Tuesday, April 11, 2017

Steel: Steel Bodied Guitars

Colin James: National Steel


In 1927, the invention of the electric guitar was still many years away. This was a problem for players who wanted to use guitars in the dance music of the day. The guitar was a relatively quiet instrument, but you needed volume to play lead lines in the dance bands of the day. The invention of the National Steel Guitar was the first solution to that problem. The steel body and the resonator cones inside it gave it the volume needed to stand above the musical fray. The inventors of the instrument were thinking that white dance band musicians would be their main customers, and they also thought they might sell some in Hawaii. What they did not expect was that black blues musicians would also be great customers. Blues in those days was largely played solo or in very small groups. What the National Steel Guitar Company did not realize was that many of these artists played in juke joints. These were noisy places where the music had to cut through loud conversation and get people to dance. Today, the National Steel is generally thought of as a blues instrument. That has a lot to do with the work of early players such as Bukka White and the Reverend Gary Davis. Colin James features the sound of the National Steel in his song of that name, which is also a fine tribute to the power of the instrument.
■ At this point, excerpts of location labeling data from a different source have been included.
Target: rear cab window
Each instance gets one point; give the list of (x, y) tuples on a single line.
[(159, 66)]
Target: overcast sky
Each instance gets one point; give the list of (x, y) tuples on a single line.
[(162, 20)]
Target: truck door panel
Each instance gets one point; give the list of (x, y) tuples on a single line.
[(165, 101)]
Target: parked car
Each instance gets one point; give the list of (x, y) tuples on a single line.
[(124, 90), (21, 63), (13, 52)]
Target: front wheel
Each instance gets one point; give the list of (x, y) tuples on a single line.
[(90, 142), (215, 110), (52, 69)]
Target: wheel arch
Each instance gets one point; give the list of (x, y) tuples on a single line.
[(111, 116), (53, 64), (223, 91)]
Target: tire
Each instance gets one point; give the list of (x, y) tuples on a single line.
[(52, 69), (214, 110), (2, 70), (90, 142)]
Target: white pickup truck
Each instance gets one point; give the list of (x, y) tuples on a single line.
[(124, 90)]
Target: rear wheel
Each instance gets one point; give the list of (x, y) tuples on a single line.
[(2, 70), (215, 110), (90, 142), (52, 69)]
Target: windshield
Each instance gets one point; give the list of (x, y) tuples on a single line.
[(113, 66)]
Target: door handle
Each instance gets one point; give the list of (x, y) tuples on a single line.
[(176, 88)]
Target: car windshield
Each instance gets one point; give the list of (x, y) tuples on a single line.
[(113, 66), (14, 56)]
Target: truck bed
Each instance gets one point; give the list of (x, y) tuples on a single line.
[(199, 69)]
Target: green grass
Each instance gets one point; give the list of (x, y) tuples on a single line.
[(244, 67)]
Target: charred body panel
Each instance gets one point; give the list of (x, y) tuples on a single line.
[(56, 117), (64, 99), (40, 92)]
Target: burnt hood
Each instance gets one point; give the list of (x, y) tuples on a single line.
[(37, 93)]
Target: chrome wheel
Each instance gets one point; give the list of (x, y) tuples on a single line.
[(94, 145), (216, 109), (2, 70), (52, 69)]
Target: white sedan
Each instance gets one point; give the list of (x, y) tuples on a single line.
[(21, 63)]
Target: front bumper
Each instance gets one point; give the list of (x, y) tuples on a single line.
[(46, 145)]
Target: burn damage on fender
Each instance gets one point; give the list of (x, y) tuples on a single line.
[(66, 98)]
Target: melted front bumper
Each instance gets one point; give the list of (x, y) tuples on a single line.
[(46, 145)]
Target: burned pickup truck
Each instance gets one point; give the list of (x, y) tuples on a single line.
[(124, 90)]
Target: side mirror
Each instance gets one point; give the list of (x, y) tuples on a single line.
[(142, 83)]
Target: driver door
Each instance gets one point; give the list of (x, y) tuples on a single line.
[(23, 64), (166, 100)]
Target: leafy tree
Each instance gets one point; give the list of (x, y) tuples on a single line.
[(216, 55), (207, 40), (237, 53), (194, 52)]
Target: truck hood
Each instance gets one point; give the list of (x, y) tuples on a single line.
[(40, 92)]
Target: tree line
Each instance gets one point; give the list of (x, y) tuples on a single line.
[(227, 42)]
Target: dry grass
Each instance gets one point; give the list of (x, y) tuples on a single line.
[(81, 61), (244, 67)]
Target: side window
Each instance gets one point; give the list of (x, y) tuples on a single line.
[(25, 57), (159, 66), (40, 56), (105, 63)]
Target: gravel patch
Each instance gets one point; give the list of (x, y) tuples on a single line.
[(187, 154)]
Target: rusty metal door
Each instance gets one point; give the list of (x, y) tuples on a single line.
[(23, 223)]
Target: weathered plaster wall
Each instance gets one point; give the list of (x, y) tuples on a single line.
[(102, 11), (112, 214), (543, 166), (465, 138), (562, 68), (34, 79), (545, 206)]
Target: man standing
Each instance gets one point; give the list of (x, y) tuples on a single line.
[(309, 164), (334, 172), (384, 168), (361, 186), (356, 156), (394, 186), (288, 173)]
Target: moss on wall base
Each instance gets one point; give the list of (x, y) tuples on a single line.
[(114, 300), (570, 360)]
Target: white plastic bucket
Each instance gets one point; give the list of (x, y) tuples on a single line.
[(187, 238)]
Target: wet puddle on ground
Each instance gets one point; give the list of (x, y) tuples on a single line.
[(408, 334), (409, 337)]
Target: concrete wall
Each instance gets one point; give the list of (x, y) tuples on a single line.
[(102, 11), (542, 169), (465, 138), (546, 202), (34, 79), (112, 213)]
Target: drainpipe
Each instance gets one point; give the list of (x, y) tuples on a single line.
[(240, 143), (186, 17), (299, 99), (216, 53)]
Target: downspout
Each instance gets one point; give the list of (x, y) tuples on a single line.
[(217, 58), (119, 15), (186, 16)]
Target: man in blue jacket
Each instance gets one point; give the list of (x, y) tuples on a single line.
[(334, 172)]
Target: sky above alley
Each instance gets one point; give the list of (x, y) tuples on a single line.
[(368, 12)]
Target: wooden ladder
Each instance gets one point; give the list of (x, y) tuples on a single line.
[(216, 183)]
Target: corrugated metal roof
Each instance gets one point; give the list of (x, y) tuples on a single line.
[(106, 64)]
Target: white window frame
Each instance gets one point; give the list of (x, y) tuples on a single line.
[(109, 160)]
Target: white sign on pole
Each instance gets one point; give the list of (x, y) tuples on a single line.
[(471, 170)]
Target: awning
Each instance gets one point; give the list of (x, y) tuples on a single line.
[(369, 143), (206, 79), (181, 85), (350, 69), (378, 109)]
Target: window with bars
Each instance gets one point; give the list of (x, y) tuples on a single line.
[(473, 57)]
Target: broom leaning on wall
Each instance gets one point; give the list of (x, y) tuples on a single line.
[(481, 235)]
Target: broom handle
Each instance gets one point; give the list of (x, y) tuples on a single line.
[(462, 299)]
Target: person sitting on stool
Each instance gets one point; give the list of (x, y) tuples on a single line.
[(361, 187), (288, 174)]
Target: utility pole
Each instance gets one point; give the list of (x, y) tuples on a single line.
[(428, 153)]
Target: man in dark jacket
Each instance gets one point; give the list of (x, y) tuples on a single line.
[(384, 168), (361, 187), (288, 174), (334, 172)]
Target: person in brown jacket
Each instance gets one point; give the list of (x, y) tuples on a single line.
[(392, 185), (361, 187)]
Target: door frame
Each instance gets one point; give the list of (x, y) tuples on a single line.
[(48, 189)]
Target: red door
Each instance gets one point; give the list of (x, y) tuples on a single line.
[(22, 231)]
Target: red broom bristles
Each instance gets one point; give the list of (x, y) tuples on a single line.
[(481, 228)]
Abbie Gardner: Honey on My Grave


The invention of the dobro followed in 1928, and was meant to address some of the same problems. But, as you can see, only part of the body of a dobro is steel. The dobro also has only one resonator cone where the National Steel has three. The result is an instrument that still stands out in a crowd, but has a mellower sound than the National Steel. This makes the instrument more versatile. Today, the dobro is mainly found in bluegrass and country music, but Abbie Gardner shows off the bluesy and soulful aspects of the instrument. Gardner would later record this song with her group Red Molly, and that version is well worth seeking out. But this solo version highlights the sound of the dobro better.